Mark Galli, in his piece at CT, suggests that following Jesus — and here he is not into a literalistic sense but a new “living it out” in our world mode — will sometimes mean offending people.
The point is this: There were moments in Jesus’ ministry when he denigrated—that is, according to the dictionary definition, “attacked the reputation of another”—and inflamed—”excited to excessive or uncontrollable actions or feelings.” What we find in the Gospels is an uncomfortable reality: There is something about Jesus that makes some people want to kill him.
This is a long way of saying something that needs to be said whenever we think about how to have peaceful relations with people of other faiths: Those of us who follow Jesus, if we’re faithful to him, are occasionally going to find ourselves in the same troubled waters. This will come about not because we want to denigrate and inflame, as if we get a kick out of making people angry. It will come about simply because we are trying to be like Jesus, doing what Jesus is calling us to do, and saying what he’s calling us to say. When we do that, sometimes, it’s just going to make people as mad as hell.
We get no pleasure from this. We are saddened and grieved when it happens. But as followers of Jesus, we recognize that the ultimate goal is not to cover over deep-seated feelings and beliefs, to pretend that there is always a peaceful solution to every problem, to end our meetings with hugs and cheers. No, the goal of all conversation is for people to meet Jesus Christ. And when people meet Jesus Christ, there’s no telling what will happen. Sometimes that encounter ends in peace and reconciliation—thank God! But let’s face it, sometimes it ends with people stomping out of the room or plotting our demise….

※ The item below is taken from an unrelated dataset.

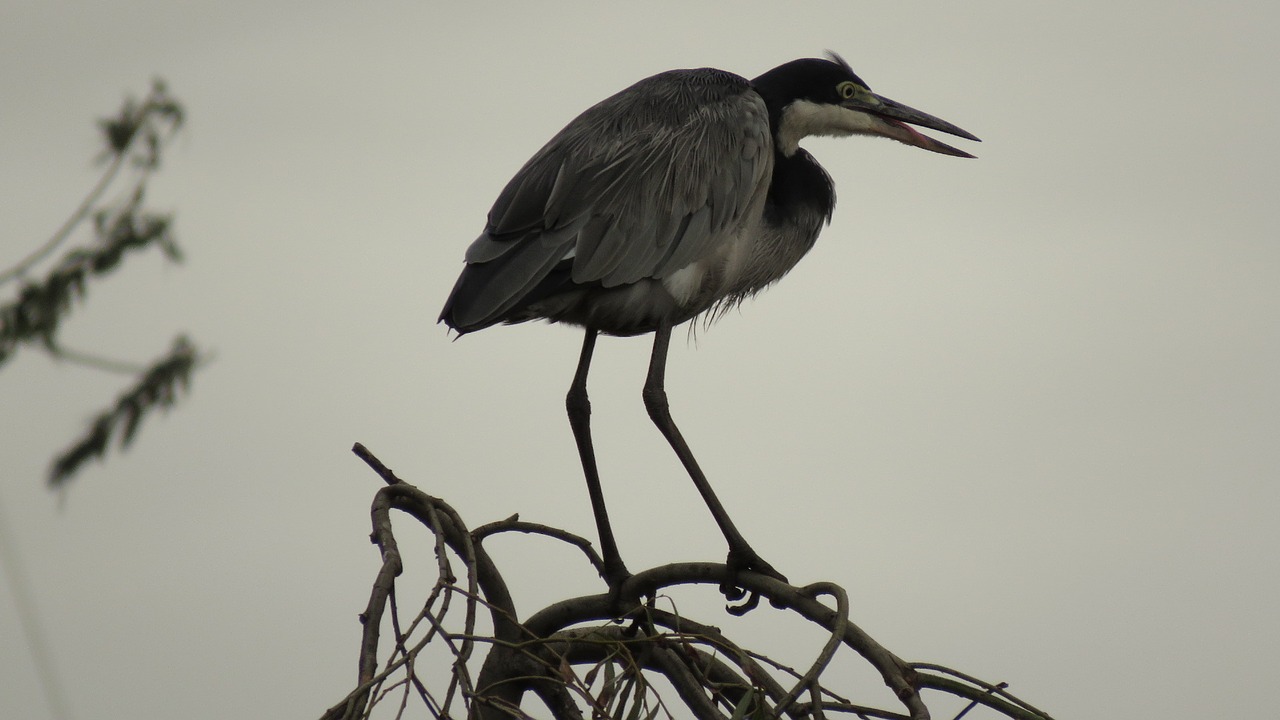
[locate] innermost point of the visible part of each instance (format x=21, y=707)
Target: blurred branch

There is a lot to be said about “how to talk about our faith without being inflammatory”—and I’ll write more about that in the next edition of this column. But before we arrive there, we are wise to note this other reality. Sometimes we have no choice but to begin our peacemaking with some troublemaking—speaking the truth to the point of risking offense. The first relational issue in interreligious dialogue is not, “How do I talk so that I don’t offend others?” If we are going to talk with each other from our deepest convictions, and speak frankly about how we see things, we’re going to do that from time to time. No, the really important question is, “How do I respond when I have heard something offensive?”